Mass immigration has not delivered the economic growth successive U.K. governments claimed it would and has contributed to rising pressure on public services, Britain’s former immigration minister, Robert Jenrick, has claimed in a report written in collaboration with a leading think tank.
The report by the Center for Policy Studies published this week offers several findings that challenge the Western liberal narrative that mass immigration fuels economic growth, provides a fiscal benefit, and is a force for good for European nations.
“The scale and composition of recent migration have failed to deliver the significant economic and fiscal benefits its advocates promised, while putting enormous pressure on housing, public services, and infrastructure,” it states.
The study found that net migration accounted for 89 percent of the 1.34 million increase in England’s housing deficit over the last decade, resulting in a housing shortage and pushing house prices to a record property-price-to-salary ratio.
It warned that Britain would have to build a home every five minutes night and day just to cope with the current levels of immigration. The 515,000 homes needed every year would be the equivalent of adding a city the size of Cardiff to the U.K. every year.
In an accompanying video, the co-authors explained that cumulative net migration in the 25 years leading up to former Labour Prime Minister Tony Blair’s 1997 election victory had been just 68,000. In the 25 years to follow, cumulative net migration was at least 5.8 million.

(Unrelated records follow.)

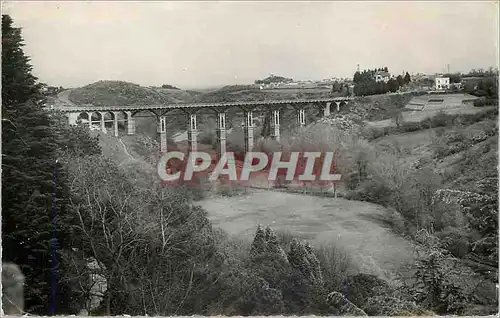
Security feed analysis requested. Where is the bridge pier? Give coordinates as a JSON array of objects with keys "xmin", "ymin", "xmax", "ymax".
[
  {"xmin": 216, "ymin": 112, "xmax": 226, "ymax": 159},
  {"xmin": 297, "ymin": 108, "xmax": 306, "ymax": 127},
  {"xmin": 187, "ymin": 114, "xmax": 198, "ymax": 152},
  {"xmin": 125, "ymin": 111, "xmax": 135, "ymax": 135},
  {"xmin": 323, "ymin": 102, "xmax": 332, "ymax": 117},
  {"xmin": 271, "ymin": 109, "xmax": 280, "ymax": 141},
  {"xmin": 243, "ymin": 110, "xmax": 253, "ymax": 153},
  {"xmin": 68, "ymin": 113, "xmax": 80, "ymax": 126},
  {"xmin": 156, "ymin": 116, "xmax": 167, "ymax": 153}
]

“A total of 1.2 million people arrived in the U.K. last year. That means 1 in 60 people living in the U.K. today only arrived in the last 12 months,” the video states.
Non-EU migration to Britain has sky-rocketed following Brexit, but the overwhelming majority of new arrivals are not heading to the U.K. to work, and therefore pay taxes and boost the economy. Just 15 percent of those arriving from outside the European Union in the last 5 years came on a work visa.

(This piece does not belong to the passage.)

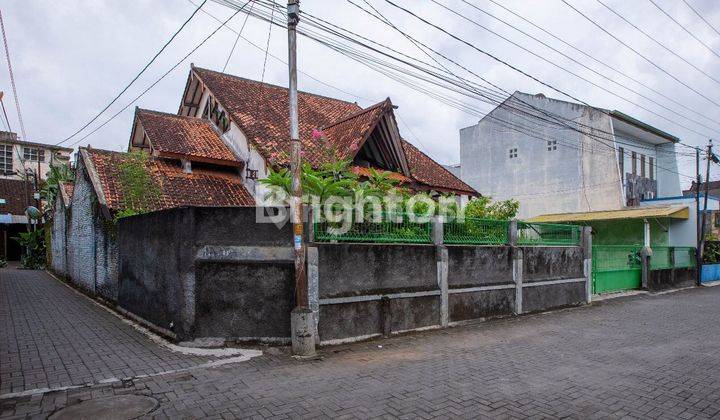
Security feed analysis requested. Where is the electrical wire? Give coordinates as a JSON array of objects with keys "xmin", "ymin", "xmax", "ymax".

The hard-hitting video also revealed that Britain’s population increased by 8 million people between 2001 and 2021, of which 7 million were due to mass immigration.
“That’s the equivalent of the combined populations of Birmingham, Manchester, Belfast, Cardiff, Edinburgh, Glasgow, Leeds, Leicester, Liverpool, Newcastle, Peterborough, Ipswich, Norwich, Luton, and Bradford,” it states.
The report found that mass immigration had “not delivered significant growth in GDP per capita,” and had increased pressures on critical infrastructure “from roads to GP surgeries.”
It also provided details on the difference in the quality of immigration around the world, highlighting that migrants from the Middle East, North Africa, and Turkey are “almost twice as likely to be economically inactive as someone born in the U.K.”
Similarly, migrants from Somalia and Pakistan typically pay between four and nine times less in income tax than those from Canada, Singapore, and Australia.
The report offered 30 recommended measures the government should implement to “take back control” of mass immigration, including stricter rules on the rights of overseas students to remain in Britain once they’ve finished their initial studies.
It also called for splitting up the Home Office, the U.K.’s interior ministry, and establishing a separate Department of Border Security and Immigration Control dedicated to the issue.
Other recommendations included the setting of an annual cap on visas in specific industries, namely health and social care, which typically offer lower wages and entice migrants to take these jobs in order to come to Britain; reaffirming a national commitment to return net migration to the historical norm of the tens of thousands; and scrapping the Shortage Occupation List, which exempts certain overseas applicants from meeting stricter criteria for visas.
Commenting on the report, Jenrick explained how he had resigned as an immigration minister in December last year because he “refused to be another politician who broke their promise to reduce immigration.”
At the time of his resignation, Jenrick cited the government’s Rwanda policy as the primary reason for his departure, insisting the legislation did not go far enough and would not be able to effectively reduce illegal immigration into Britain.